2 — En ce qui concerne l’âge auquel cette disposition s’appliquerait, l’article 87 de la loi de finances renvoie à l’article L. 821-1, dixième alinéa, du Code de la sécurité sociale. Toutefois, ce paragraphe, qui fixe l’âge à 62 ans, concerne « la liquidation des prestations de vieillesse ».  » « Cependant, l’Aspa n’est pas une prestation de vieillesse », explique Philippe Camps. Le paragraphe en question ne concerne donc pas ASPA. »

3 — Sa conclusion : l’article 821-1 du Code de la sécurité sociale, qui exempte les bénéficiaires de l’AAH de demander l’AAH, s’applique à tous les bénéficiaires de l’AAH dont le taux d’invalidité est d’au moins 80 %. Et il n’a pas d’importance si ils avaient 62 ans avant ou après le 1er janvier 2017.

… contesté par Maître Grévin et les avocats de l’APF

Cette interprétation n’est pas partagée par l’avocat Alexandra Grévin. « C’est loin d’être toujours le cas, mais dans ce cas particulier, la position des FAC me semble être conforme à la loi », affirme ce spécialiste du droit des personnes handicapées. Même écho du service juridique de l’APF : « La formule « excluant l’allocation de solidarité pour les personnes âgées » ne permet pas de déduire que l’ASPA n’est pas une prestation de vieillesse. Cela pourrait simplement signifier que, parmi les prestations de vieillesse, l’Aspa bénéficie d’un traitement différencié pour le droit à l’AAH. »

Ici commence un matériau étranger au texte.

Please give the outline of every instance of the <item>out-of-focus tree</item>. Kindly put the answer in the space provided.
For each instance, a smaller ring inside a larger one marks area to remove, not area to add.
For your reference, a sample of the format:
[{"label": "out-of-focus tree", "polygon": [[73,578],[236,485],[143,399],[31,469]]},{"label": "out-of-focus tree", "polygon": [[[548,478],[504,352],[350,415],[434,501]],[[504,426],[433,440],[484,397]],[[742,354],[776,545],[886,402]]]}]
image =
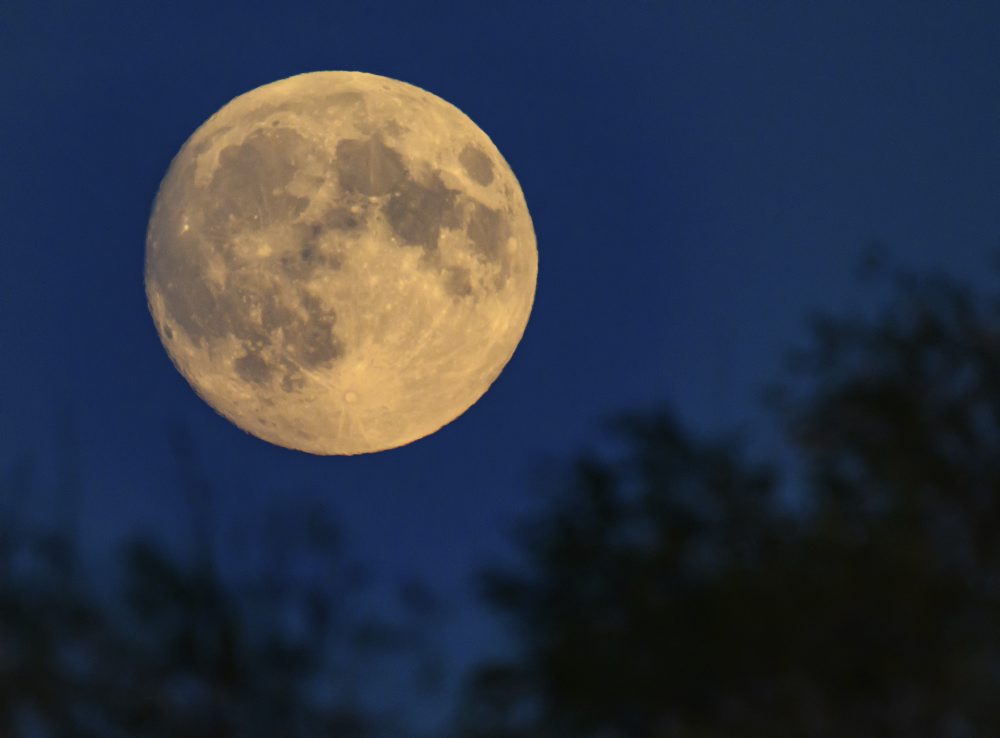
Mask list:
[{"label": "out-of-focus tree", "polygon": [[[413,660],[426,668],[433,594],[408,583],[392,619],[360,606],[364,571],[329,514],[299,504],[252,517],[245,565],[220,563],[231,542],[215,492],[183,429],[171,447],[194,545],[132,539],[110,599],[78,563],[72,516],[39,529],[18,514],[37,491],[30,461],[0,479],[0,736],[416,735],[406,705],[368,691]],[[72,505],[79,479],[57,476]]]},{"label": "out-of-focus tree", "polygon": [[770,393],[795,467],[614,423],[485,576],[470,738],[1000,735],[1000,304],[892,276]]}]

Il est peu probable que l’analyse des Master Camps soit entendue par votre Caisse ou par le comité d’appel amiable. Elle est contraire à la position du Fonds national pour les allocations familiales (Cnaf). Si vous souhaitez contester la décision de la CAF, vous devrez déposer le Tass. Mais les délais sont long, un à deux ans. En attendant, vous ne recevrez pas l’AAH, suspendue par les FAC. C’est à vous de décider quelle stratégie adopter, en toute connaissance de cause.

MISE À JOUR DU 27 NOVEMBRE 2017 : Non, l’allocation de solidarité pour personnes âgées (Aspa) n’est pas une allocation de vieillesse. Par conséquent, la FCA n’a pas le droit d’exiger que les bénéficiaires de l’AAH atteignent l’âge de la retraite qu’ils demandent pour l’ASA. Cela vient d’être rappelé, le 16 novembre 2017, par la Cour de sécurité sociale de l’Aveyron. Il s’agit du troisième jugement qui a porté tort aux FAC dans des affaires similaires, après celles du Tass du Var dans l’affaire Deniau en janvier 2016 et du Tass de l’Isère en septembre 2017. Faire-Face a consacré un article publié le 27/11.

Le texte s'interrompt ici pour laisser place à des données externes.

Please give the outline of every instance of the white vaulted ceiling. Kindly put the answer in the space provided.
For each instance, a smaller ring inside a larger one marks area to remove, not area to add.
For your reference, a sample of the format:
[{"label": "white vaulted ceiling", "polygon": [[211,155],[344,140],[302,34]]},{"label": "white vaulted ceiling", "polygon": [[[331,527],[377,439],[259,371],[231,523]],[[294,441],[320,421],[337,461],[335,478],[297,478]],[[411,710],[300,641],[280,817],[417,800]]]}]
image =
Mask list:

4 — Vous êtes à la retraite et recevez déjà l’Aspa

Vous avez certainement préféré toucher l’AAH plutôt que l’Aspa. Mais vous devez toujours remplir les conditions pour bénéficier de l’AAH. Par-dessus tout, la CAF considère que les nouvelles dispositions relatives à l’AAH ne s’appliquent qu’aux personnes ayant atteint l’âge de 62 ans après le 1er janvier 2017. Vous avez encore la possibilité de saisir le Tass, comme expliqué ci-dessus. Mais cela vous engage dans une procédure longue et incertaine. Franck Seuret

AAH et Aspa : une différence cruciale

Le montant de l’Aspa (801€) est presque équivalent à celui de l’AAH (810€). Il peut être complété par un AAH différentiel, essentiel pour être en mesure de maintenir le supplément pour une vie autonome. Mais l’AAH n’est pas récupérable sur succession, contrairement à l’Aspa.

Le recouvrement est effectué sur la partie de l’actif net excédant un seuil de 39 000 euros. Si vous possédez un bien immobilier d’une valeur au moins égale à ce montant, le fonds payant l’Aspa a le droit de prendre une hypothèque intermédiaire.